But reports of physical abuse of captured protesters, including Buddhist monks who led the uprising, suggest Than Shwe is paying scant regard to his calls for restraint.

"That is one of the top concerns of the international community," said U.N. Secretary-General Ban Ki-moon, who is due to attend a meeting of the 15-member Security Council on Friday to discuss the crackdown in a country under military rule for an unbroken 45 years.

The U.N. Security Council decided to hear Mr. Gambari's report at a public meeting on Friday, but China said it was opposed to any "international imposed solution." It said the junta's crackdown on pro-democracy campaigners was an internal affair.

Beijing's U.N. Ambassador, Wang Guangya, told reporters, "There are problems there in Myanmar but these problems still, we believe, are basically internal."

Official media say 10 people were killed in the crackdown on the biggest challenge to the junta in nearly 20 years, although Western governments say the toll is likely to be far higher.

About 1,400 people were still being detained, according to the evening state news broadcast, which said 2,093 people had been arrested and 692 released since the crackdown on the peaceful protests began last week.

The United States called for the military to talk to Ms. Suu Kyi without conditions and said the senior U.S. diplomat in Myanmar would visit its new capital, Naypyidaw, to urge them to begin a "meaningful dialogue" with opposition groups.

"We don't believe that there need to be any conditions. This is a dialogue between a government and its people. You shouldn't need to have conditions," State Department spokesman Sean McCormack told reporters in Washington.

A relative of three women released said detainees were being divided into four categories: passers-by, those who watched, those who clapped and those who joined in.

"They're looking for the people who led the demonstrations. The people clapping will only get a minimal punishment -- maybe two to five years," said Win Min, who fled to Thailand during a crackdown on a student-led uprising in 1988.

Leaders could be looking at up to 20 years behind bars, he said.

People in central Yangon's Kamayut district said soldiers had arrested scores of people on Wednesday for trying to impede a raid on the Aung Nyay Tharzi monastery a few days earlier and giving protection to fleeing Buddhist monks.
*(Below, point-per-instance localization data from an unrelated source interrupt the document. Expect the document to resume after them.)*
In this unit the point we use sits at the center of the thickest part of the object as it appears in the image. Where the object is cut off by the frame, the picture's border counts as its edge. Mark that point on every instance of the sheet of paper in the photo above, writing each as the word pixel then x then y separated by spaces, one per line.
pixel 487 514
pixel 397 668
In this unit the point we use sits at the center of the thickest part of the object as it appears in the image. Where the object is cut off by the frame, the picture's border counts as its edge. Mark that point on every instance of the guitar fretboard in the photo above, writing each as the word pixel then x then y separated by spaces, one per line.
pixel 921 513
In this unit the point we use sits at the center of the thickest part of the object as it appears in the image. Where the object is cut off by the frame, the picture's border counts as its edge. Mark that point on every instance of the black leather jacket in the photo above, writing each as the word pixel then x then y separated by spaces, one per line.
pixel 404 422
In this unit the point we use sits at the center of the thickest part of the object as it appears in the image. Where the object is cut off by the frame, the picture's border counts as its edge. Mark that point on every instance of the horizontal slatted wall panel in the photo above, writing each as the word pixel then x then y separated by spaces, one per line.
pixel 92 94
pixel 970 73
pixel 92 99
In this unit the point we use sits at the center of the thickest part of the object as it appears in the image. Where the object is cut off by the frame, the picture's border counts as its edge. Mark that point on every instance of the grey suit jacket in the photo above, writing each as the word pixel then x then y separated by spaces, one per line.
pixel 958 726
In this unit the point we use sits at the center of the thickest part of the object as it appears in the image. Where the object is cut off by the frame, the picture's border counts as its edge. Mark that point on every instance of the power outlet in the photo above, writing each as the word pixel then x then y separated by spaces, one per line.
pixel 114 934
Another 70 young monks rounded up in other swoops across the city a week ago were freed overnight from a government technical institute, after 80 monks and 149 women believed to be nuns were released on Wednesday.

One freed monk, who did not want his name revealed, said some had been beaten when they refused to answer questions about their identity, birthplace, parents and involvement in the protests.

"The food and living conditions were horrible," the monk, from Yangon's Pyinya Yamika Maha (A) monastery told Reuters.

Among those detained in the middle of the night on Wednesday was a Myanmar U.N. staff member and her two relatives. They were released, along with her driver, on Thursday, U.N. spokeswoman Michele Montas said in New York.

The junta's crackdown has provoked scores of protests around the world and on Thursday hundreds of Buddhist monks in yellow robes marched in India chanting hymns, and waving placards that read "Stop Killing" and "No violence against democracy."

The body of 50-year-old Kenji Nagai, a Japanese video journalist shot to death near Yangon's Sule Pagoda, was returned home on Thursday for an autopsy whose results could lead to Tokyo making good on a threat to scale back economic assistance to Myanmar, one of Asia's poorest countries.